Language Specification — Automath

by Alex Nelson, 16 July 2016

Overview. We will attempt to formulate the language specification for AUT-QE without type inclusion (and, by eliminating quasi-expressions, AUT-68). First we will develop the syntax in a slight variant of ABNF. Second we will formulate denotational semantics. Third we will review operational semantics for the underlying λ-typed λ-calculus, what de Groote calls λ^λ. We leave as an exercise for the reader formalizing this in Coq.

Syntax

1.1. Input Encoding. There is no specific restriction on the encoding, it may be ASCII, Unicode, or some other encoding, providing we can distinguish three character classes: (1) numeral digits, (2) punctuation, (3) “letters”. This is used loosely, as we expect, e.g., ideograms (think: Chinese, Kanji, etc.) should be considered “letters”, and exotic punctuation we might find in classical Chinese would be considered “punctuation”.

1.2. Identifiers. An Automath identifier consists of 1 or more characters which may be a “letter”, a “numeric digit”, underscore _, backspace (in C it’s \b, in ASCII and Unicode it is code point 0x08), a backquote `, or a single quote '.

<identifier character> ::= <letter>
                         | <number>
                         | <backspace>
                         | <backtick>
                         | "_"
                         | "'"

<backtick> ::= %0x60
<backspace> ::= %0x08

<identifier> ::= <identifier character>
               | <identifier> <identifier character>

1.3. Input Program (“Books”). The Automath checker expects input from flat files, and the input has historically been referred to as “books”. (Compared to, say, C—which would have called it a “program” instead of a “book”.) The analogy is made to physically tangible books, which consist of lines. (Just as a C program consists of statements.)

<book> ::= <blank>
         | <book> <line>
         | <book> ";"

1.4. Statements (“Lines”). A line is analogous to a “statement” in imperative programs. Automath lines either define a function, or assist in defining a function. In this light, we can specify the components and their function:

Automath Context: The named parameters for a function are indicated by the “Automath Context” part of the line. These are analogous to “stacks of named parameters”, and the context part is just the last identifier on the stack (sometimes referred to as the “indicator string”).
Identifier Part: The identifier of the definition (the definiendum, if you will).
Category Part: Specifies the type of the entity being defined.
Body: The body of the definition (the definiens, if you will).

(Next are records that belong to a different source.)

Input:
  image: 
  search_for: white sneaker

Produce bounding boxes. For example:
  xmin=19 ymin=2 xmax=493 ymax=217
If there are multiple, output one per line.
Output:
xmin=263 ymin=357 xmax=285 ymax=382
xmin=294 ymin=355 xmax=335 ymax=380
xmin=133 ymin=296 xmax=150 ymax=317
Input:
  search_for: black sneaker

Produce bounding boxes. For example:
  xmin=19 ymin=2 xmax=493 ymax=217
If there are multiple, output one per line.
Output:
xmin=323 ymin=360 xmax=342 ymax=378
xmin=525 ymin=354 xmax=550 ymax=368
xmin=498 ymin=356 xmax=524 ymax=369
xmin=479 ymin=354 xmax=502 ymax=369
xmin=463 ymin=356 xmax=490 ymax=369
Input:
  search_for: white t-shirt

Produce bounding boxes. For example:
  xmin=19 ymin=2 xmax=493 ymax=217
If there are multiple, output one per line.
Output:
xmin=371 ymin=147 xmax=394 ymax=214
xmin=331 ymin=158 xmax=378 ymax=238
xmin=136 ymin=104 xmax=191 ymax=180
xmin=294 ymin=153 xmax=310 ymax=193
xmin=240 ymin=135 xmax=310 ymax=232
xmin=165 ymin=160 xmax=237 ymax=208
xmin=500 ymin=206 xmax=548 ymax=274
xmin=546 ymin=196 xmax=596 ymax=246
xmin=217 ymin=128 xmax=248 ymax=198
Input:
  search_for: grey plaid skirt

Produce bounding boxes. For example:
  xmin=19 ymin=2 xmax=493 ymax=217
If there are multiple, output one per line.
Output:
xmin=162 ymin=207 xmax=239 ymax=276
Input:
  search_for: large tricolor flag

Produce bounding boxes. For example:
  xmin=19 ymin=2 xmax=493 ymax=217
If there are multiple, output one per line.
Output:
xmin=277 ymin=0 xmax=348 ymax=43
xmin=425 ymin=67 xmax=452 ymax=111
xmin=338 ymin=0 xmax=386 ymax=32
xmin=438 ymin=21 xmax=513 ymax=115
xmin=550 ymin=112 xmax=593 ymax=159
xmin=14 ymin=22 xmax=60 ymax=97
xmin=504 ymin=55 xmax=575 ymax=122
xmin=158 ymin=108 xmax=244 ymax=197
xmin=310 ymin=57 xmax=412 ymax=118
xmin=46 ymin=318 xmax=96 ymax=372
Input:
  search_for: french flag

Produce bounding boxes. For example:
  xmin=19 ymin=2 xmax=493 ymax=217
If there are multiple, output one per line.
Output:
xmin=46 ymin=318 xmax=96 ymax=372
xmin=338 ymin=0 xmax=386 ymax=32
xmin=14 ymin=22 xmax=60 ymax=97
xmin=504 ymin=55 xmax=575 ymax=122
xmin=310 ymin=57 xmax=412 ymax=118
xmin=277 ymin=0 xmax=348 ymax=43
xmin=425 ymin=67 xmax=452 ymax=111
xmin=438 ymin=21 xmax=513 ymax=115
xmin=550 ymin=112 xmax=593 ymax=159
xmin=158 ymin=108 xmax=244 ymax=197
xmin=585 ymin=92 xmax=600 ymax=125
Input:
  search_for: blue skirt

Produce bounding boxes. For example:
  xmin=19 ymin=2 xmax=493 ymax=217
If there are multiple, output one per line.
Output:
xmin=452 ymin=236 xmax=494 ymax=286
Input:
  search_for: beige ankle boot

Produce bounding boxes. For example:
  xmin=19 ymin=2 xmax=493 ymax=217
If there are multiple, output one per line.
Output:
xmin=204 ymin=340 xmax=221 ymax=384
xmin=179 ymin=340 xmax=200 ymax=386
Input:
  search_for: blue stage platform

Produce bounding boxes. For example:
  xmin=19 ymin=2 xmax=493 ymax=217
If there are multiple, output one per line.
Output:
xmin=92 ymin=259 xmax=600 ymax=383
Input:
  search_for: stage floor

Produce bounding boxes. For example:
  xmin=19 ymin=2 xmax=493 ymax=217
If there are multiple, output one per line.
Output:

We also have three types of lines:

Expansion Block: Since the named parameters are assembled as a stack, we have lines which assist in “pushing” a new named parameter. This is done in an expansion block line.
Primitive Notions: Automath gives us nothing, so we need to introduce new types and constants as “builtins” to the mathematical theory being developped. This is handled in primitive notion lines.
Function Definitions: The bulk of the work lies in defining functions, which is done in abbreviation or function definition lines. Constants are seen as functions with zero parameters.

The grammar of a line looks like the following:

; <ESTI> <expression> is the component telling us the type of the definition
<ESTI> ::= "'E'" | "_" <backspace> "E" | ";" | ":"

; <assign> <expression> tells us the body of the line
<assign> ::= ":=" | "="

<PN> ::= "PRIM" | "'prim'" | "PN" | "'pn'" | "???"
<primitive notion line> ::= <context> <identifier> <assign> <PN> <ESTI> <expression>
                          | <context> <identifier> <ESTI> <expression> <assign> <PN>

; Expansion blocks are for pushing a named parameter onto the context
<EB> ::= "EB" | "'eb'" | "---"
<EB line> ::=  <context> <identifier> <assign> <EB> <ESTI> <expression>
            | <context> <identifier> <ESTI> <expression> <assign> <EB>

<definition line> ::= <context> <identifier> <assign> <expression> <ESTI> <expression>
                    | <context> <identifier> <ESTI> <expression> <assign> <expression>

<line> ::= <primitive notion line>
         | <EB line>
         | <definition line>

1.5. Symbols and Module System (“Paragraphs”). Identifiers are used in definitions, symbols are used for references. What’s the difference? Well, Automath has a module system, and referring to an identifier defined inside a module requires specifying the module’s identifier too (in C++, we have to write std::cout to specify we want cout from std and not, say, logger).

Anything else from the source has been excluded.